Par Slim BEN YOUSSEF
Aphorisme : l’absent engrange la faveur, le patient dissipe la sueur ; la fracture s’écrit au revers du dossier. Pour rouler neuf ou immaculé en Tunisie, il faut souvent un départ plus qu’un salaire ; une guérite indifférente décide. Le FCR, privilège aux mains de l’outre-rives, entretient une dissymétrie docile : l’ailleurs reçoit la caresse fiscale, l’ici ploie sous la facture.
Étendre ce droit, au moins une fois dans la vie, à ceux qui n’ont jamais quitté leur sol, c’est admettre une mobilité ordinaire : dettes, loyers, trajets, attentes. Le citoyen fidèle au pays, poli par les épreuves lentes, ne voyage pas moins : il dérive entre files et frais, entre paraphes et griffes, entre sursis et chimères, entre fatigue et survie. Reconnaître ce droit unique aux résidents, c’est relier le flux des marchandises à l’élan des vies. C’est redonner une haleine civique à ceux qui s’épuisent sans échappée ni relâche. Ce jour-là, on n’aura rien offert : on aura simplement desserré les freins.

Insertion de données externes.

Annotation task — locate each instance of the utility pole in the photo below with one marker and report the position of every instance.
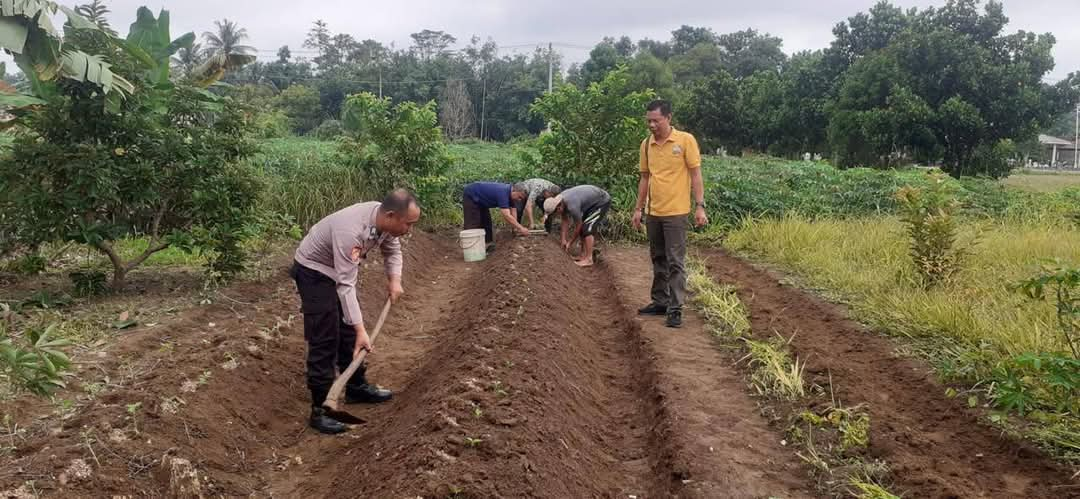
(483, 105)
(551, 66)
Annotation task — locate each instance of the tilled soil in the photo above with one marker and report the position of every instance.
(518, 376)
(936, 447)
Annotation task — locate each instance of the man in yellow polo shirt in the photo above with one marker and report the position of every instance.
(670, 166)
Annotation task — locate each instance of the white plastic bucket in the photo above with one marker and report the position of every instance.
(472, 244)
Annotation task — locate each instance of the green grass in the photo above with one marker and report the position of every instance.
(968, 328)
(865, 263)
(305, 180)
(1043, 181)
(131, 248)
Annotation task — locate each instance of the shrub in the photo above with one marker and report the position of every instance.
(89, 282)
(35, 362)
(930, 215)
(394, 145)
(165, 167)
(270, 124)
(595, 133)
(328, 130)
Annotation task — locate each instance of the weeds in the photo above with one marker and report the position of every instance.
(773, 372)
(976, 329)
(133, 410)
(724, 312)
(930, 215)
(89, 282)
(1065, 283)
(36, 362)
(473, 442)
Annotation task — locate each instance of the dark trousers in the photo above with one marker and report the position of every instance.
(329, 339)
(667, 251)
(477, 217)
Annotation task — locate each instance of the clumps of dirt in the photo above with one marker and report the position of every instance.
(934, 446)
(206, 416)
(537, 388)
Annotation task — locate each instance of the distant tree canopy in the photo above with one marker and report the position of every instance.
(944, 85)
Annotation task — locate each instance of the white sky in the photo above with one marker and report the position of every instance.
(800, 24)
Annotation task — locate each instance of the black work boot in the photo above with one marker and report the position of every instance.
(652, 309)
(324, 423)
(674, 319)
(359, 391)
(366, 394)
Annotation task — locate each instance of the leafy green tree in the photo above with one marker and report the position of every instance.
(686, 38)
(95, 12)
(698, 63)
(649, 71)
(595, 133)
(224, 51)
(28, 35)
(187, 59)
(300, 104)
(603, 59)
(394, 145)
(747, 52)
(162, 163)
(713, 115)
(429, 43)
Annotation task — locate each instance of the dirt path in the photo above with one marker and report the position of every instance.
(936, 447)
(535, 390)
(717, 440)
(435, 287)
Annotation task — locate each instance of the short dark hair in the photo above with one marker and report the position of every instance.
(663, 106)
(397, 201)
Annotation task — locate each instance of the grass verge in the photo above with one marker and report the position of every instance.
(831, 441)
(968, 328)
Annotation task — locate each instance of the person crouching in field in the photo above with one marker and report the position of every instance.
(325, 269)
(481, 197)
(537, 191)
(586, 206)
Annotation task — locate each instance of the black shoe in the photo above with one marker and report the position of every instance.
(366, 394)
(674, 319)
(324, 423)
(652, 309)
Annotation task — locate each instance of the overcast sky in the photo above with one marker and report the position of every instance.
(800, 24)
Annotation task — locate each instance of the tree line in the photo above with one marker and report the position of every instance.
(943, 85)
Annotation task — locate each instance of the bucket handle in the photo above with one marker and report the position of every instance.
(470, 246)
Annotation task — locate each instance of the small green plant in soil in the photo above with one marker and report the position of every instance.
(473, 442)
(89, 282)
(133, 414)
(930, 215)
(34, 362)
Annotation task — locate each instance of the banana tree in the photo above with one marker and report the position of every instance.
(148, 41)
(28, 35)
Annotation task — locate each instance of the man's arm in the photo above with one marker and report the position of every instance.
(392, 261)
(509, 216)
(577, 233)
(697, 184)
(345, 275)
(643, 191)
(564, 227)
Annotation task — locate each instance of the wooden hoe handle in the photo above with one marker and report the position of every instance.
(334, 396)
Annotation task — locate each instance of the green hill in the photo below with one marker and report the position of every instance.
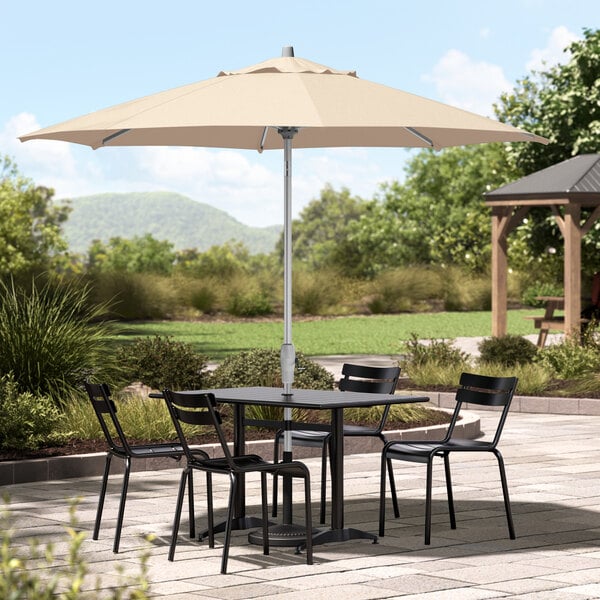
(166, 216)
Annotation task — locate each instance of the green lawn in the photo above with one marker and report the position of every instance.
(375, 334)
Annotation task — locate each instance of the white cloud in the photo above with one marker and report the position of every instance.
(554, 52)
(465, 83)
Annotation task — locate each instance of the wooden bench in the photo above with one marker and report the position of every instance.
(549, 321)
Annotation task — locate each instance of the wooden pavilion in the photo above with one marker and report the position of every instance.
(565, 188)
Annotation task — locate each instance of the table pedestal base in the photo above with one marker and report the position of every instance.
(295, 535)
(238, 524)
(288, 535)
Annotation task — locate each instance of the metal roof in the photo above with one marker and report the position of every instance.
(576, 179)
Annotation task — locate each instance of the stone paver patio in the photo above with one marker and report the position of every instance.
(553, 469)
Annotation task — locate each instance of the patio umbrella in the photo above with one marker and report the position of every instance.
(272, 105)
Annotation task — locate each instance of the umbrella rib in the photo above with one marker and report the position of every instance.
(419, 135)
(114, 135)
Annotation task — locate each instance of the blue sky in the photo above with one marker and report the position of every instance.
(66, 58)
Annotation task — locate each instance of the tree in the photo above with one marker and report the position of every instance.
(563, 105)
(319, 235)
(138, 255)
(438, 215)
(30, 225)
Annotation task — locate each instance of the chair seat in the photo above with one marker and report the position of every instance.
(423, 450)
(252, 462)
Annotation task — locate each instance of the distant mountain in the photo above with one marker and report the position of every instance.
(166, 216)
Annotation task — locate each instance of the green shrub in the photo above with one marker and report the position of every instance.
(538, 288)
(28, 572)
(249, 304)
(533, 378)
(569, 360)
(403, 290)
(52, 337)
(142, 418)
(204, 299)
(27, 422)
(435, 352)
(508, 350)
(135, 296)
(465, 292)
(163, 363)
(316, 292)
(261, 367)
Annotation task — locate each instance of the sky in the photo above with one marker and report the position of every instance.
(66, 58)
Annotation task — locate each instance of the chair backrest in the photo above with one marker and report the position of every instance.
(484, 391)
(371, 380)
(375, 380)
(106, 412)
(196, 409)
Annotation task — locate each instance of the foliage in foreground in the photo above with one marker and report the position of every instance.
(52, 338)
(31, 572)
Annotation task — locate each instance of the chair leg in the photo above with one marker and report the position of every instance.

Nous devrions admettre que rester, c’est consentir à l’usure. C’est persister, parfois s’épanouir, tantôt s’aguerrir. Trois fidélités s’endurcissent : à la pierre, au métier, aux siens – aux vivants. Quatre mécaniques broient la justice : faveur détournée, loi infirme, frustration ravalée, mémoire niée.
Colère latente ? Ressentiment diffus.
Il faut penser ceci : un privilège cesse d’en être un lorsqu’il se partage. Alors, il change de peau : de faveur en réparation, de hiérarchie en égalité. Définition d’un droit équitable : ce qui relie sans trier.
Et un jour peut-être, on se souviendra de cette réforme comme d’un virage souterrain. Non parce qu’elle aura bouleversé les équilibres économiques, mais parce qu’elle aura corrigé un pli administratif. Dans les récits du quotidien, c’est toujours une clause infime qui trace une frontière invisible. Mais parfois, un choix clair, une signature ferme, une réforme assumée, suffisent à desserrer les nœuds – à amorcer une vie accrue.
Qu’est-ce que le mieux-vivre ? Une respiration sociale, un battement public, un élan vital partagé.